What makes this gesture especially gutsy or perhaps courageous is that Gov. Brad Little has already asked all of the state’s colleges and universities to cut their budgets.
The fact that Idaho’s higher education system is enacting its first tuition freeze in at least 43 years, meaning the state’s colleges and universities won’t be able to use tuition hikes to offset their budget challenges, is a bold move to say the least considering Little’s decree.
Idaho’s colleges and universities have grown accustomed to meeting their own budgetary needs via tuition hikes and this year’s tuition increase at Idaho State University generated an extra $2 million to $3 million for the school.
ISU now plans to not only cut over $2.4 million from its spending to meet the governor’s request, but to also freeze its tuition.

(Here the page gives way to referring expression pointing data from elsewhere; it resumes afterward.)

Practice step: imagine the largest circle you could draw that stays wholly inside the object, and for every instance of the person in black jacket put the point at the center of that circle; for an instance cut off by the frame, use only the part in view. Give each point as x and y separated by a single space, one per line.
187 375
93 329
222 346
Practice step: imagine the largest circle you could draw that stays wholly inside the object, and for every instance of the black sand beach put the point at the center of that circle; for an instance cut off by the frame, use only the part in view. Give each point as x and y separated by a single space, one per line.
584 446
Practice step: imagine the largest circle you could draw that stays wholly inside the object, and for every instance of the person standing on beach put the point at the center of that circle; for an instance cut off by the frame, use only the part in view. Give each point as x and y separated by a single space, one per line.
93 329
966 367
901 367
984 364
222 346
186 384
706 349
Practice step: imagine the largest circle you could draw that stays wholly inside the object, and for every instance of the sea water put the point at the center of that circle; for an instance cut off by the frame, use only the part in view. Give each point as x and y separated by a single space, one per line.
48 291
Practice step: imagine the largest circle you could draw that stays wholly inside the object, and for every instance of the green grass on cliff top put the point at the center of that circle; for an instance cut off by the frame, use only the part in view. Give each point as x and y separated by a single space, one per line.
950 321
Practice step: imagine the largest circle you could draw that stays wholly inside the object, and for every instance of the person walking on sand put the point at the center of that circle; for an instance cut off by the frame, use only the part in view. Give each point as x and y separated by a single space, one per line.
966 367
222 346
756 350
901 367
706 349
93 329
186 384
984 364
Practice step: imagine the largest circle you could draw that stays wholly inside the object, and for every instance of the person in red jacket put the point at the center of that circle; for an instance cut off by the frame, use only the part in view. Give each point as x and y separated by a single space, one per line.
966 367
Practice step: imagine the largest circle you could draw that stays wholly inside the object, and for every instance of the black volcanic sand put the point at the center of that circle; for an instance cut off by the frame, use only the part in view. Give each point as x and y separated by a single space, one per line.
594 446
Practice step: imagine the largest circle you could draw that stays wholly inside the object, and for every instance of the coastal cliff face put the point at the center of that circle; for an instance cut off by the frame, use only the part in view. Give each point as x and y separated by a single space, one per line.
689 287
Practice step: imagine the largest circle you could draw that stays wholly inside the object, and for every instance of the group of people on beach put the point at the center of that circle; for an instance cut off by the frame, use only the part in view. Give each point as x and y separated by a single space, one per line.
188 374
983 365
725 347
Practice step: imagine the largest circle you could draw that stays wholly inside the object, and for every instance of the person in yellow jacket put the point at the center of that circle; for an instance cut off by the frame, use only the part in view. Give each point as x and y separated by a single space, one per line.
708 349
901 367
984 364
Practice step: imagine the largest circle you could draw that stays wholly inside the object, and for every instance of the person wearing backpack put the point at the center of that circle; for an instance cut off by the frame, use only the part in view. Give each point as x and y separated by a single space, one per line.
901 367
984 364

Idaho already has among the lowest tuition costs in the nation, but our low wages in many cases negate that positive.
The cost of tuition is a big reason why many prospective students in the state don’t go on to college, and Idaho’s gained a deserved reputation through the years for having a large percentage of young people who decide to forego obtaining a bachelor’s degree. They instead join the workforce right out of high school, which in most cases means obtaining one of Idaho’s many low-paying jobs.
Despite the state’s efforts to reverse this trend, only 45 percent of recent high school graduates in the state go on to college compared to the national go-on rate of 67 percent.
This problem puts Idaho at a big disadvantage economically in terms of wooing big companies that provide high-paying jobs.
Idaho’s workforce is known for being largely uneducated because of the large number of state residents without college degrees and this means companies with low-skilled and low wage jobs will often choose to locate here while companies that offer big salaries to the highly skilled workers they require end up going elsewhere.
The tuition freeze announced by the state board won’t fix this problem on its own but it will certainly help because anything that makes attending an Idaho college or university less expensive is a plus.
We strongly encourage the Idaho Legislature to support the tuition freeze and not pull the rug out from under the state’s higher education system by requiring more in the way of budgetary reductions.
There’s been a lot said in recent years about the impact that Idaho’s education system has on its economy.
Most of the state’s leaders now see the direct connection our state’s schools, especially colleges and universities, have to Idaho’s economic future.
The tuition freeze shows that Idaho’s higher education system gets it and we support as well as appreciate the gesture.